Tout le monde aime le Heysel

Publié le mercredi 30 novembre 2011, par IEB

Il est difficile pour toute personne qui a suivi la saga du projet de réaménagement du plateau du Heysel de croire que la définition de son affectation (argument utilisé pour justifier la modification du PRAS) permettrait de répondre à l’urgence de la crise du logement.

Le nombre de nouveaux logements prévus y est en effet tout à fait dérisoire. Seuls 750 nouveaux logements sont envisagés sur une surface qui aurait pu en accueillir bien davantage. L’objectif du projet d’aménagement urbanistique pour le plateau du Heysel, le projet NEO, est d’attirer en priorité une clientèle internationale. Du logement pour la population bruxelloise n’est donc pas la priorité.

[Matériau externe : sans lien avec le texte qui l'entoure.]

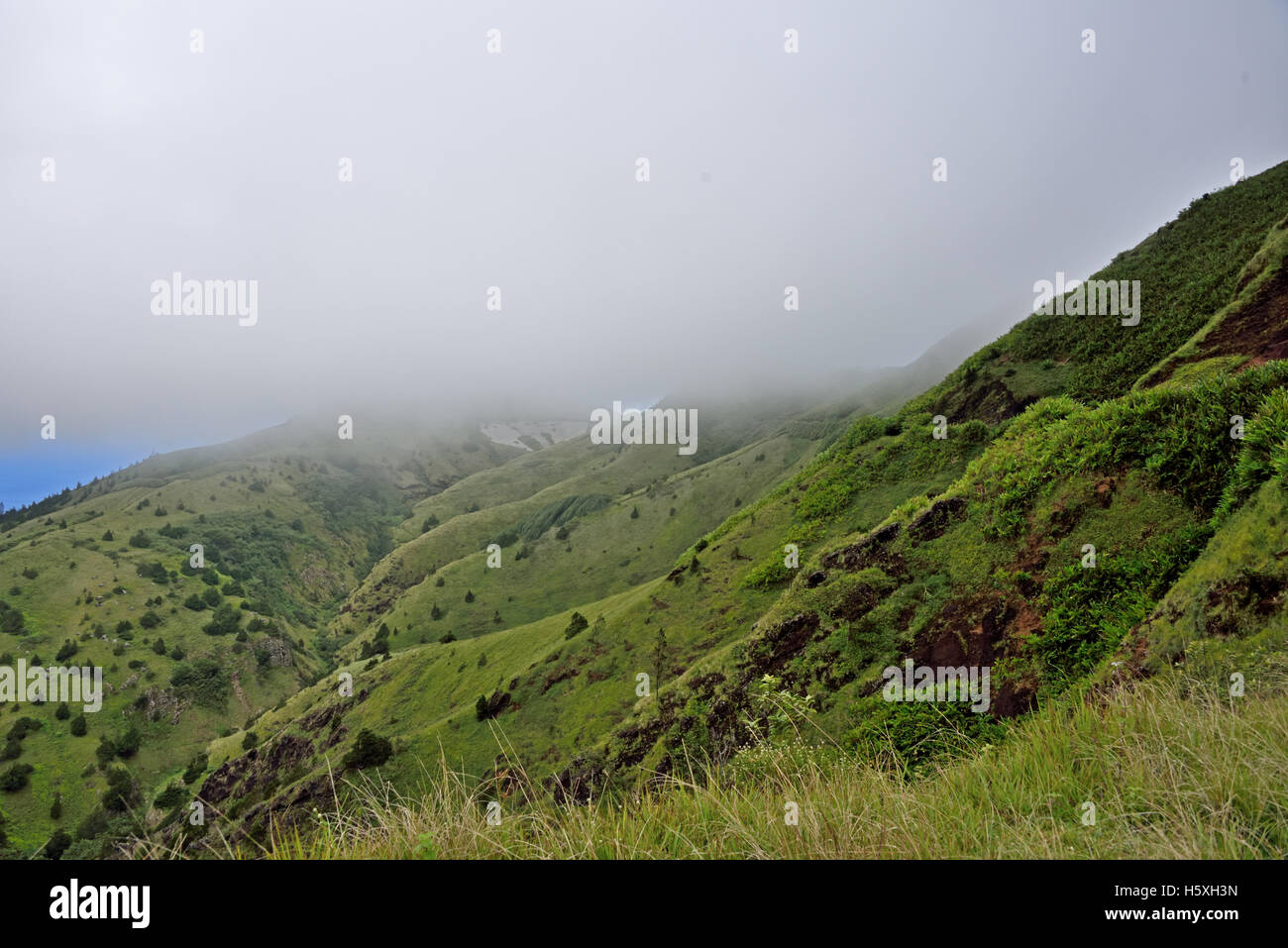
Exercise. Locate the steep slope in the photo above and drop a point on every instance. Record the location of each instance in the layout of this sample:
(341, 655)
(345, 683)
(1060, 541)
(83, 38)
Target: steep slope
(983, 561)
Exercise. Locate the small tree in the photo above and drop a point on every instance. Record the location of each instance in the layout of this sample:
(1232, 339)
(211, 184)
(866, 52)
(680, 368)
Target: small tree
(576, 625)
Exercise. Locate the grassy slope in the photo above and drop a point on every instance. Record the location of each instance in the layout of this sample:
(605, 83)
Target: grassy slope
(296, 575)
(1003, 581)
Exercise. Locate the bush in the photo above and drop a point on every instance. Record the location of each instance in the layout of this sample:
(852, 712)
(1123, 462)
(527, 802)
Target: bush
(128, 745)
(578, 623)
(16, 777)
(58, 843)
(196, 769)
(369, 750)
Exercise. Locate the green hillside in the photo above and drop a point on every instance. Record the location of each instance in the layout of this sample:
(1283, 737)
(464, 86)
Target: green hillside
(1089, 509)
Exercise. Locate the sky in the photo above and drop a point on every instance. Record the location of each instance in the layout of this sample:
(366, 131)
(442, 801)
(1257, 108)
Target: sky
(133, 149)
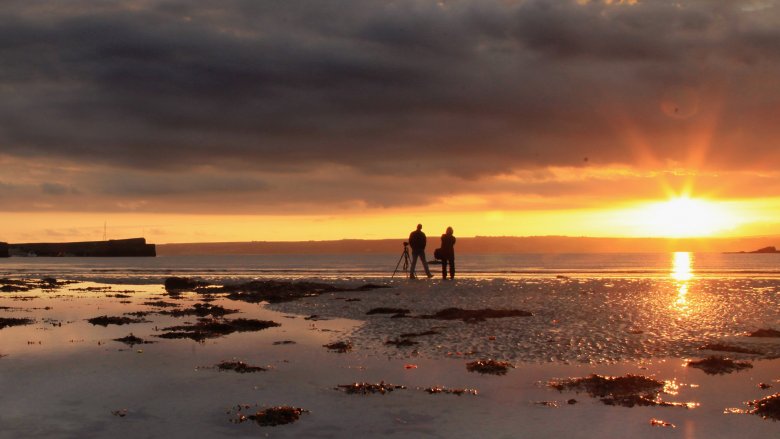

Pourquoi un tel empressement ?

Le plateau du Heysel accueille actuellement un nombre important d’infrastructures : le Palais des Expositions, le stade Roi Baudouin, l’Atomium, le cinéma Kinepolis, les parcs d’attraction Mini-Europe et Océade ainsi que le Trade Mart. On y trouve également de nombreux terrains de sport. Dans l’état actuel des choses, le site fonctionne bien. Tout le monde s’accorde sur le fait que le plateau du Heysel mériterait sans doute un certain nombre d’améliorations mais il n’y a pas de réelle urgence. L’élaboration d’une nouvelle version du Plan Régional de Développement pourrait être l’occasion d’envisager l’avenir. Alors, si l’état du site ne le nécessite pas réellement et si ce n’est pas pour y construire un nombre de logements qui pourraient répondre à la crise du logement à Bruxelles, pourquoi un tel empressement de la part des autorités publiques à vouloir modifier le PRAS ?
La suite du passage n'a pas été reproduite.